An exclamation from Eleanor Joyce interrupted him.
“Tom!” she called sharply, “there are people outside. The place is full of people.”
The Prince and I must have been very much absorbed in each other. At any rate, I had noticed nothing until Eleanor Joyce spoke. There were two doors to the Prince’s reception pavilion, each nearly opposite to the other. Prince Tung and I were standing between these doors, in the centre of the room. As I looked around when Eleanor Joyce spoke, I saw that there were men in either doorway and that they were not members of the Prince’s meagre staff of servants. They were dressed in that characteristic blue cloth of China. They were large-boned, competent men, not of the city, type. Their faces were dull and heavy in the lantern light. They were crowding in through the doors, cautiously but efficiently. In that instant, before I could think who they were or what to do, I could smell the garlic on their breaths and I could hear their heavy breathing. Prince Tung must have seen them at the same moment and his reaction was admirably in keeping with the training of a Manchu gentleman.

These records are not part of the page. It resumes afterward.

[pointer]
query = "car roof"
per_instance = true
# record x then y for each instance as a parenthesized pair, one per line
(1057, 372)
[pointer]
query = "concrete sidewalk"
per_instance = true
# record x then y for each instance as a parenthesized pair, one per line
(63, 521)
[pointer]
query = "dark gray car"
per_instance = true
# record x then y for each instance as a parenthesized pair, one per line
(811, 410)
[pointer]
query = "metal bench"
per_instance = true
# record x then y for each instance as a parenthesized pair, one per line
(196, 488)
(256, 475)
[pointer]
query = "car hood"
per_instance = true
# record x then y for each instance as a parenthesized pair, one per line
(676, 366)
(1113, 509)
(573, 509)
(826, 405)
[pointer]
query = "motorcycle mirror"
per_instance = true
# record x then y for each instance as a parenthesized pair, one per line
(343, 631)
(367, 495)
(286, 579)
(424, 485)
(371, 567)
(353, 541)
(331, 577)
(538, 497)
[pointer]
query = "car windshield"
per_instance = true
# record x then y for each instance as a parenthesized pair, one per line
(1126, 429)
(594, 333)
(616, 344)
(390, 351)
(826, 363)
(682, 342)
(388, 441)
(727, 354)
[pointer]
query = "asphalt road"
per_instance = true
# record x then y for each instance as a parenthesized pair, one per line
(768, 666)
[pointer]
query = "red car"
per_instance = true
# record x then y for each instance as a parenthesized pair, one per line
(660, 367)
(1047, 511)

Prince Tung flicked open his fan. “It is too late,” he said “Wu Lo Feng’s people have come. I am very much afraid this is the end.”

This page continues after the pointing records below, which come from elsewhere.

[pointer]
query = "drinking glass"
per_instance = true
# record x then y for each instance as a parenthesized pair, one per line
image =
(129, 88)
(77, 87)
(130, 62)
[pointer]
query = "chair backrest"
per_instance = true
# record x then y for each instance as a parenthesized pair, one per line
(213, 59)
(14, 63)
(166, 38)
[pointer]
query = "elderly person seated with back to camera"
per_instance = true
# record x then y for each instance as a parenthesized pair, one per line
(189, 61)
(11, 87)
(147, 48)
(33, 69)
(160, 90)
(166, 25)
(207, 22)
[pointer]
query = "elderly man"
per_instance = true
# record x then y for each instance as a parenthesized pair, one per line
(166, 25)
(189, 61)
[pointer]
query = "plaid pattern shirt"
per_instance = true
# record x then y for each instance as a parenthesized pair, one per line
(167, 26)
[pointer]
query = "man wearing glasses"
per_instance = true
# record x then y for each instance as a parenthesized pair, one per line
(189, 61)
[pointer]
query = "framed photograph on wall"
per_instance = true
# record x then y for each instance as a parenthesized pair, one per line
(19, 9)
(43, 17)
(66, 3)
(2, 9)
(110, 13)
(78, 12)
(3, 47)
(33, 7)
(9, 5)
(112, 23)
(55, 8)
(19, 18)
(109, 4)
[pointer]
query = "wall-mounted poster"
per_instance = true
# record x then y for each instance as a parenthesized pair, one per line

I was inclined to agree with him, without knowing the correct reason for it, that he and I were close to the end of our careers. The faces of our unexpected visitors indicated this prospect rather clearly; they were in a circle about us by that time. The air was nauseating from the garlic, to me at any rate, although I suppose that Prince Tung had that obliviousness to unpleasant odors which is one of the virtues of his race. I had seen similar faces before, though never as intimately. I had seen the same stamp on the features of disbanded soldiers and on bandits caught by the authorities and waiting to be shot. Our callers all possessed a cast of countenance peculiar to distracted times anywhere in the world. And yet I liked them, perhaps because I have always found the Chinese in nearly any circumstance the most agreeable people in the world. I could not help but feeling that, given a change of mood, nearly all of these men would be as courteous and agreeable as the crowds I had known before. Their expression on the whole was more bewildered than brutal—the puzzled expression of individuals forced by fortune into a situation for which they were not particularly fitted. They were forced by fortune to be desperadoes, but they still had the courtesy and the patience of their race. I repeat even at that moment I felt kindly disposed toward them. Somehow I could not take them entirely seriously.